Now it gets interesting… the next overtone is where the string is divided into fifths, yielding a note a third above the tonic – this is called the ‘sub-dominant’ – the note ‘E’, as it is strong but not as strong as the dominant. The next harmonic divides the string into sixths, making a note a third above the E which is another ‘G’ – now we start to see a pattern. By this time the tonic note – ‘C’ has been reinforced three times, while the dominant has been reinforced twice and the sub-dominant once.
The next overtone on our C string is where the string is divided into sevenths, yielding now a ‘B-flat’. As the string is divided into eighths we get another ‘C’ which again reinforces the tonic note.
But now we notice a wonderful thing. Have you heard children taunting each other? have you heard them chanting ‘Nyah, nah, ni nyah nah…’ Why is this a taunting tune the world over? And why is this remarkable? Look at the harmonic overtones that are not the tonic note, and look at the first three without repetitions – play them if you have an instrument to hand. The notes will be: G down to E, then up to B-flat. Try playing G,E,G,E,G,E,B-flat,G and hear that taunting tune. Think for a moment about the sophistication of children’s ears to pick up the first four harmonics and then recognise that they can represent weakness by singing or chanting the first three overtones that do not reinforce the tonic note!
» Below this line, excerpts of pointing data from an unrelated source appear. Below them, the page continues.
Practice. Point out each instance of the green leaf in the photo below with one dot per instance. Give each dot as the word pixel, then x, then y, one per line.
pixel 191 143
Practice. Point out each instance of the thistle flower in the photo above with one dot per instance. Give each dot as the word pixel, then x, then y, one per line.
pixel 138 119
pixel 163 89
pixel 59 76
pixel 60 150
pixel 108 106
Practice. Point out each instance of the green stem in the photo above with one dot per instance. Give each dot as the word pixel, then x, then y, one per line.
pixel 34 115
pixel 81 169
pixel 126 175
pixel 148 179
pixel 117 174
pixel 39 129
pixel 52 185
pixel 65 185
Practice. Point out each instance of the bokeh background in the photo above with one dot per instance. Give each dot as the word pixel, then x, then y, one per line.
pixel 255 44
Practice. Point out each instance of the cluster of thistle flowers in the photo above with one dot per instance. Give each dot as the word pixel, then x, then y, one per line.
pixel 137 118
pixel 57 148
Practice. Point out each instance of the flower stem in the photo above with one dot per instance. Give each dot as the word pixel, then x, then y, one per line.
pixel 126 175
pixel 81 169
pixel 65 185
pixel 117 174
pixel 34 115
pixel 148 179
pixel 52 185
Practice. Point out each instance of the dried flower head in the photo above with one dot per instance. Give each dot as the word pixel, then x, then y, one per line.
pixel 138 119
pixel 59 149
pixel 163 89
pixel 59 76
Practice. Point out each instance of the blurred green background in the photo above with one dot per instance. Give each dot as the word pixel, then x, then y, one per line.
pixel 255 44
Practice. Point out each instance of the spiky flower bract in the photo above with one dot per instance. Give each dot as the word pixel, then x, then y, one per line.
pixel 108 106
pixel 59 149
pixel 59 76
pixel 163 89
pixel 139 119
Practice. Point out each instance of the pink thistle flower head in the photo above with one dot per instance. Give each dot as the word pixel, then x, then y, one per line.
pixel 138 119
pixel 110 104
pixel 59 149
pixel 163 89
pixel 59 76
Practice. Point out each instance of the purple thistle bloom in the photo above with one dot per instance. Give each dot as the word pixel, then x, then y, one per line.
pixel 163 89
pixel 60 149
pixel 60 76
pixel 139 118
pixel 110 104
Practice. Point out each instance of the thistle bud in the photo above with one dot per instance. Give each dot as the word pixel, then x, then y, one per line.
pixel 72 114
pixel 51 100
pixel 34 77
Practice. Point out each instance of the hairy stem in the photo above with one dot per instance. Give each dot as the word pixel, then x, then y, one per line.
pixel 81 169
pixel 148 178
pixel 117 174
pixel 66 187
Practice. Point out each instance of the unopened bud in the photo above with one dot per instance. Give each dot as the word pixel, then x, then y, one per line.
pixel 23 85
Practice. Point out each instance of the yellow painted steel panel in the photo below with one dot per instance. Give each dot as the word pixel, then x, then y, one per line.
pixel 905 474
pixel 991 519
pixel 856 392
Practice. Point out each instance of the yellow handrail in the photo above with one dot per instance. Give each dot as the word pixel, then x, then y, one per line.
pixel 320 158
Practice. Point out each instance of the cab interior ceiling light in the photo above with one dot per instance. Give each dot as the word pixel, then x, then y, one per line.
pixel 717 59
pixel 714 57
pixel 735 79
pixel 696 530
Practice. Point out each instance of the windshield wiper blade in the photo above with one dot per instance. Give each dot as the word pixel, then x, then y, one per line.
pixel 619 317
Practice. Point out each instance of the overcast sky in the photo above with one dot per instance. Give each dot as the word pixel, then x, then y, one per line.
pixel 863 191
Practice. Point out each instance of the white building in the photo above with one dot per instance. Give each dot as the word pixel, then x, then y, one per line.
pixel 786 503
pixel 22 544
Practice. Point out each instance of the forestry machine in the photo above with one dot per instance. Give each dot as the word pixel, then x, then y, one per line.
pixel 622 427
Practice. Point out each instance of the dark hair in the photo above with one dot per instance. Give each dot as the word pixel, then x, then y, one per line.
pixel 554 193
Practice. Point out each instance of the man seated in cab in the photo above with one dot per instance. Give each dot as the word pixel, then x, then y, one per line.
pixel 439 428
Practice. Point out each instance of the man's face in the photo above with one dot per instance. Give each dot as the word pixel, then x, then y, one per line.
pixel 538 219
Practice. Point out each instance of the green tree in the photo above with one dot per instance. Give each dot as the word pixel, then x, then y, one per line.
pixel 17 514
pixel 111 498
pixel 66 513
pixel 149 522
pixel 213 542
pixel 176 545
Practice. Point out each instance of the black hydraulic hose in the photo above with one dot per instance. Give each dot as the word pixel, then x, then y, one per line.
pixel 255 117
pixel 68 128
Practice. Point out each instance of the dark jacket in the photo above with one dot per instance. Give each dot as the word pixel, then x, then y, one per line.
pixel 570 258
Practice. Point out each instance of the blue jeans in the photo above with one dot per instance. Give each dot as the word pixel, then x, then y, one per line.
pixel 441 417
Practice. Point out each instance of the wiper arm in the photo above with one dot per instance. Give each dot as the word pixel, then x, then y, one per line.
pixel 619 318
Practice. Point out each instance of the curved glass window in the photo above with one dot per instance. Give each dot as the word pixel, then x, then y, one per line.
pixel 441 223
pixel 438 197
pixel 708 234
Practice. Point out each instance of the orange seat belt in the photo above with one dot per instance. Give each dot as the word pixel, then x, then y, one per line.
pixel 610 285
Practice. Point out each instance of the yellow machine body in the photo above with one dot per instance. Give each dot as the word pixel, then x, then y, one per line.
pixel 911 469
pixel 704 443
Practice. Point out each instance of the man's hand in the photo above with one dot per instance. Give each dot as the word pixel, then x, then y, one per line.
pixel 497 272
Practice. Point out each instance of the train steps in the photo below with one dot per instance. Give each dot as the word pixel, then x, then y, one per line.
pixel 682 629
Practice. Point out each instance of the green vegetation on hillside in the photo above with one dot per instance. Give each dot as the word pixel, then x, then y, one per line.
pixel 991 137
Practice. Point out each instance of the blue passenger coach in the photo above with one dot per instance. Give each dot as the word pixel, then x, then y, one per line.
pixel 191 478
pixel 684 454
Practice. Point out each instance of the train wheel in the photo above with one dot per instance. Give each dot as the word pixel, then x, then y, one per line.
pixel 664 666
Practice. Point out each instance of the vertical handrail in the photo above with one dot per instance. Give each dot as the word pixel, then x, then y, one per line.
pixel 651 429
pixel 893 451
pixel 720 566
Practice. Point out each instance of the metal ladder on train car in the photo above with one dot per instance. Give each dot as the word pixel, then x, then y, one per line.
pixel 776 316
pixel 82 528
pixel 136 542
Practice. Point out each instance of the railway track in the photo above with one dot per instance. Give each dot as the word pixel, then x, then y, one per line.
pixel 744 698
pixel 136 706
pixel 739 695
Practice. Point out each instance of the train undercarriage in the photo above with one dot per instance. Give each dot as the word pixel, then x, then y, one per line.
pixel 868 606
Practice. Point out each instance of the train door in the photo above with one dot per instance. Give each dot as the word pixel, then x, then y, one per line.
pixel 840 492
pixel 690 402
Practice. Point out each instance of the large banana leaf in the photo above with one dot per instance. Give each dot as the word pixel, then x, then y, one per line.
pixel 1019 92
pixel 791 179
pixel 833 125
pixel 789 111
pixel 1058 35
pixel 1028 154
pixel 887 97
Are we amazed yet? there’s more.
Let’s continue the arithmetic progression up the harmonics. The next in the series is where the string is divided into ninths – this gives us a ‘D’ or supertonic as it is one whole tone above the tonic note. Divide the string into tenths and we get an ‘E’ which reinforces the earlier E – with all this reinforcement, that is why a Major chord based on C will be C,E,G – as these most strongly reinforce the note – any other combination will sound weaker, because there will be interference as weaker harmonics are being emphasised – hence a minor chord sounds weaker or even a little sad, as against the strong happy sound of a major chord.
back to our progression – the next overtone divides the string into elevenths giving us an F-sharp. Finally, with the twelfth harmonic, we get another ‘G’. We have seen that some notes keep getting reinforced, and others don’t.
Fink points out that the most audible overtones have some simple ratios – 2:1 for the octave, 2:3 for the fifth (or dominant), and the fourth note of the scale (whose first different overtone is the octave) with a ratio of 3:4. If we draw out the first three different overtones of these three notes and lay them out in sequence, we get: voila! a major scale.
He goes on to explain how some of the other types of scale came into existence, but for me the interesting thing is that the scale is based on the sheer physics of sound – and that our ears are perceptive enough to pick out natural harmonies.